Alan duduk dengan tenang dan percaya diri di antara para pengusaha yang sedang beradu keberuntungan sama dengannya kini, yaitu produk unggulan perusahaan mereka turut berpartisipasi dalam acara perjamuan khusus untuk delegasi beberapa negara yang diadakan pemerintah kota.
Alan melihat seorang pria di antara mereka memandangnya dengan tatapan penuh arti. Alan tahu orang itu, bahkan lebih dari tahu. Orang yang sering dia temui dalam acara yang serupa dengan hari ini. Ya, dia adalah saingan berat yang kerap kali berebut tender dengannya, Raymond Balvin.
"Mengirim Anda ke sini, saya pikir bos Anda bukanlah orang yang bijak dalam memanfaatkan peluang." Alan tak menyadari kapan orang itu meninggalkan kursinya, Raymond kini sudah berada tepat di sampingnya.
Alan menyunggingkan senyumnya dan terkekeh. "Dengan kehadiran saya saja sudah membuat Anda resah, Pak Raymond. Bagaimana jadinya jika Pak Anggara yang datang. Apa yang terjadi dengan Anda?"

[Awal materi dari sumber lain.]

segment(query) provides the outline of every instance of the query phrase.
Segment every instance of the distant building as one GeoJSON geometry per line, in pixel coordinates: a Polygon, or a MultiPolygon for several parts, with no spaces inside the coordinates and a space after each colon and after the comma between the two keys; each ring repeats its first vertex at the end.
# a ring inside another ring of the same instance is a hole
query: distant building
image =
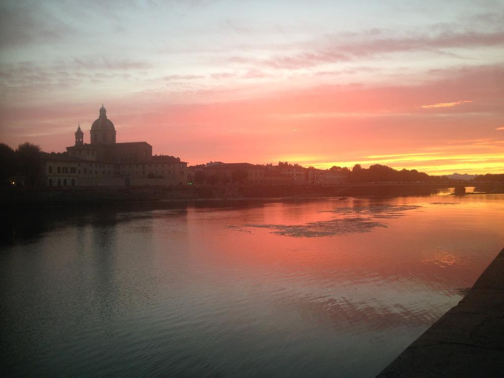
{"type": "Polygon", "coordinates": [[[292,178],[292,183],[302,185],[309,183],[308,169],[298,164],[289,164],[286,161],[279,161],[278,169],[282,174],[292,178]]]}
{"type": "Polygon", "coordinates": [[[67,156],[48,154],[43,169],[48,186],[181,185],[186,181],[187,163],[178,158],[152,156],[146,142],[116,142],[115,128],[102,105],[84,143],[80,125],[75,145],[67,156]]]}

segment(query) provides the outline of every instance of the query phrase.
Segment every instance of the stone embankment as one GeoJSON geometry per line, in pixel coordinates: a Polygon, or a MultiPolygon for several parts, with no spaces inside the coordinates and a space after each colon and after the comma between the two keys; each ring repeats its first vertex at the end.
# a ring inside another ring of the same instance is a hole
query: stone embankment
{"type": "Polygon", "coordinates": [[[504,376],[504,249],[455,306],[379,374],[504,376]]]}

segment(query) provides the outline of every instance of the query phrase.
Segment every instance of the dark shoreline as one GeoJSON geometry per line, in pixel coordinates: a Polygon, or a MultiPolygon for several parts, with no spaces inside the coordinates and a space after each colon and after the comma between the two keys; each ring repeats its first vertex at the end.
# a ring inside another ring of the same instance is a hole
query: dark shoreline
{"type": "MultiPolygon", "coordinates": [[[[455,183],[347,183],[334,185],[181,185],[8,187],[0,190],[4,209],[81,207],[120,203],[302,198],[428,196],[455,183]]],[[[504,193],[504,183],[478,185],[483,194],[504,193]]]]}
{"type": "Polygon", "coordinates": [[[504,249],[459,304],[377,376],[497,377],[504,370],[504,249]]]}

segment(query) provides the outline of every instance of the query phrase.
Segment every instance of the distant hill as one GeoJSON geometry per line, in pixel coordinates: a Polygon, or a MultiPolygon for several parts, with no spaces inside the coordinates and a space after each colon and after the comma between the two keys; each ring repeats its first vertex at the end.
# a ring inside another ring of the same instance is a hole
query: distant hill
{"type": "Polygon", "coordinates": [[[474,179],[477,175],[477,174],[468,174],[467,173],[464,173],[464,174],[452,173],[452,174],[445,175],[446,177],[452,180],[465,180],[466,181],[474,179]]]}

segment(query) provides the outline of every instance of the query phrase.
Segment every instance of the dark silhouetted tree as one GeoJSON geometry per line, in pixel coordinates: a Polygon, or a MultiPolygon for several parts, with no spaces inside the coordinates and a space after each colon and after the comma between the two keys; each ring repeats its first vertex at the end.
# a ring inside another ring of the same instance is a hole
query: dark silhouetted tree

Raymond merapikan jasnya yang tak terlihat kusut sama sekali. "Anda terlihat percaya diri seolah Anda yang menang kali ini. Simpan dulu nada percaya diri Anda itu, Pak Alan," sahut Raymond. "Tunggu beberapa menit lagi saat pemenang itu diumumkan." Raymond melihat jam yang melingkar di pergelangan tangannya sejenak, lalu kembali melihat Alan dengan senyum menantang.
"Saran yang bagus," timpal Alan sembari melihat pergelangan tangannya.
Tak berselang lama, Alan dan Raymond melihat seorang pria berjas putih gading berdiri di depan, dan mulai menyimak seksama orang itu yang sudah terdengar bersuara.
"Melalui banyak pertimbangan dan perhitungan, dewan penyelenggara memutuskan PT. Ray Indonesia layak diberi kesempatan dalam acara penting yang akan berlangsung dalam beberapa hari ke depan. Kepada Pak Raymond dari PT. Ray Indonesia, saya ucapkan selamat!"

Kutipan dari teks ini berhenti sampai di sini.